Si aucun communiqué officiel n’était encore publié, mardi 22 février dans la matinée, le signe ne trompe pas : quand Isabelle Neuschwander, samedi 19 février, a quitté son bureau, des cartons plein les bras, a déposé ses clés chez le gardien, puis a lancé un laconique "adieu !" à ses collaborateurs, tout le monde a compris que les Archives nationales n’avaient plus de directrice.

Lundi 21 février, après un week-end où les téléphones ont beaucoup sonné, les personnels étaient partagés entre colère et stupéfaction.

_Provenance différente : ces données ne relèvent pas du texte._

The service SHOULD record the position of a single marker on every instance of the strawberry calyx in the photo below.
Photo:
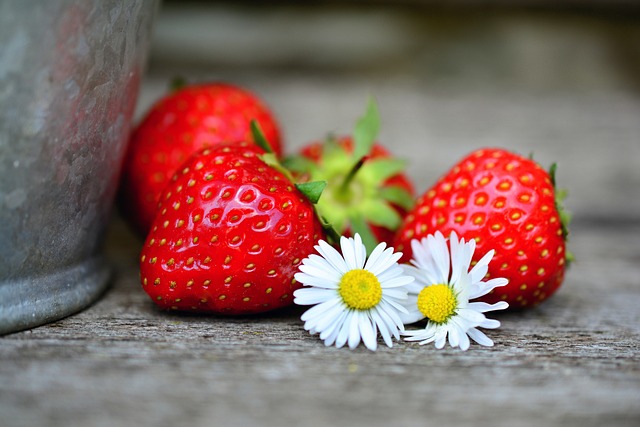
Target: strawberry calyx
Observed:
(563, 213)
(312, 190)
(357, 195)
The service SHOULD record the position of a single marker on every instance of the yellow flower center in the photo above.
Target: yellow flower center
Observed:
(437, 302)
(360, 289)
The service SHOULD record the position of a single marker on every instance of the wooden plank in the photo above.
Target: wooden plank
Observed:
(573, 361)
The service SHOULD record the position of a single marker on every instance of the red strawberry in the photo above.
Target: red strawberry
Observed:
(183, 122)
(367, 191)
(230, 233)
(505, 202)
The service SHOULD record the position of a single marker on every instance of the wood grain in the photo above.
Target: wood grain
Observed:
(572, 361)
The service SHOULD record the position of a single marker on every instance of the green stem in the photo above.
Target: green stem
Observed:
(343, 190)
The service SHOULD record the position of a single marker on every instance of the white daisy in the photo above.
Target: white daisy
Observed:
(353, 297)
(442, 289)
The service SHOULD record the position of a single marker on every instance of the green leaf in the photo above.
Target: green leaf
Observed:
(398, 196)
(366, 131)
(259, 137)
(299, 164)
(382, 169)
(312, 190)
(360, 226)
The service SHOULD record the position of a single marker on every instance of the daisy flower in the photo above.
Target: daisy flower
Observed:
(353, 297)
(442, 289)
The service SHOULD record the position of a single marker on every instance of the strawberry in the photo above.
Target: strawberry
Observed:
(189, 119)
(367, 191)
(230, 233)
(504, 202)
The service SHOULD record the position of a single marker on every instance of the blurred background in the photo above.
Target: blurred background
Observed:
(559, 79)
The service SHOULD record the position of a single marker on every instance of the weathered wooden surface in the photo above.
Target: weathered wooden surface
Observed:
(573, 361)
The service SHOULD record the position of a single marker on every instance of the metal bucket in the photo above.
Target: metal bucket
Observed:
(69, 77)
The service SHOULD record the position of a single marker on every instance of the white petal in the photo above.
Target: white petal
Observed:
(367, 332)
(329, 334)
(391, 326)
(392, 312)
(489, 324)
(375, 258)
(483, 307)
(343, 334)
(464, 342)
(354, 330)
(320, 310)
(398, 281)
(384, 261)
(315, 279)
(440, 338)
(312, 296)
(469, 317)
(332, 256)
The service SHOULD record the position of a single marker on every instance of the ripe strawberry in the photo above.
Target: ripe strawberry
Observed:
(367, 191)
(505, 202)
(230, 233)
(183, 122)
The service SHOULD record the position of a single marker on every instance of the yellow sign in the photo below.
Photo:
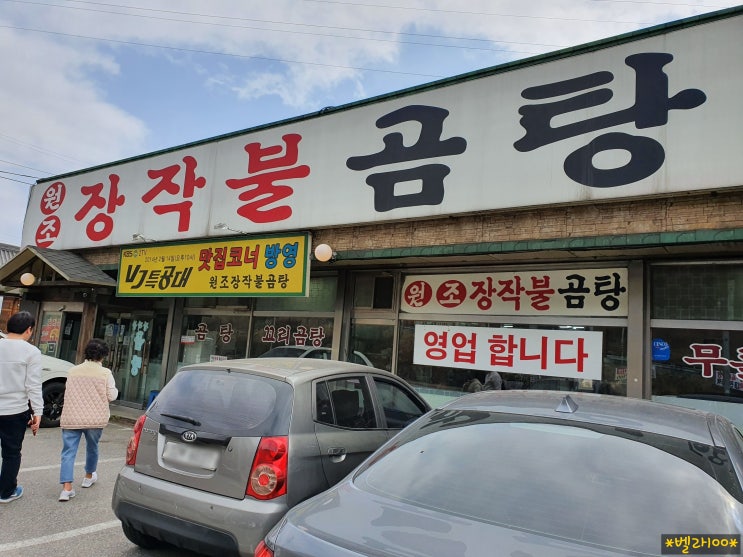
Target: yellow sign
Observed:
(252, 266)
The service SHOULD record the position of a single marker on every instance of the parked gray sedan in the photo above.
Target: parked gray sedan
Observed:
(524, 473)
(227, 447)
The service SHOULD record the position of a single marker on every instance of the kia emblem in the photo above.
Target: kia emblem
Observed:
(189, 436)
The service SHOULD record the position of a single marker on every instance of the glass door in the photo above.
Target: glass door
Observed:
(136, 343)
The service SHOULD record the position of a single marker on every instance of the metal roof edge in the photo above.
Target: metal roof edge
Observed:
(585, 243)
(447, 81)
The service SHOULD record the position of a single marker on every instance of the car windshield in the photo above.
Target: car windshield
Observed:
(601, 486)
(227, 403)
(285, 352)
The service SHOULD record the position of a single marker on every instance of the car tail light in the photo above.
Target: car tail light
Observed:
(262, 550)
(133, 445)
(268, 473)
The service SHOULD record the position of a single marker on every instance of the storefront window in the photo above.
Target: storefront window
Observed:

Apprenant qu’Isabelle Neuschwander avait été convoquée, vendredi 18, par le directeur du cabinet du ministre de la culture pour se voir signifier sa révocation, l’intersyndicale (CFDT-CFTC-CGC-CGT) des Archives nationales a dénoncé un "limogeage", une "décision politique" visant à "décapiter" l’institution. Mme Neuschwander, que ses proches jugent très affectée, n’a pas souhaité s’exprimer.

Qu’est-il reproché à cette femme de 53 ans, qui dirigeait les Archives nationales depuis février 2007 ? Au ministère de la culture, on jure que sa "compétence" n’est "pas en cause", mais qu’il "fallait remettre de l’autorité à la tête des Archives". Une façon de dire que sa directrice en manquait.

L’histoire est un peu plus compliquée. Depuis le 12 septembre 2010, date à laquelle Nicolas Sarkozy a annoncé l’installation de la future Maison de l’histoire de France sur le site parisien des Archives nationales, Isabelle Neuschwander se trouvait dans une situation inconfortable. Si elle n’a jamais dérogé à son devoir de réserve, allant même jusqu’à demander, à la dernière minute, le retrait d’une tribune au ton pourtant mesuré qu’elle s’apprêtait à publier dans Le Monde, elle n’a jamais manifesté d’enthousiasme à l’égard du projet présidentiel.

Au ministère de la culture, cette ancienne élève de l’Ecole des chartes, entrée aux Archives nationales en 1990, a vite été considérée comme une alliée objective des personnels qui, pendant 134 nuits, ont occupé l’hôtel de Soubise, le bâtiment le plus emblématique du "quadrilatère historique" des Archives nationales, dans le quartier du Marais, pour protester contre l’arrivée en ces lieux de la Maison de l’histoire de France.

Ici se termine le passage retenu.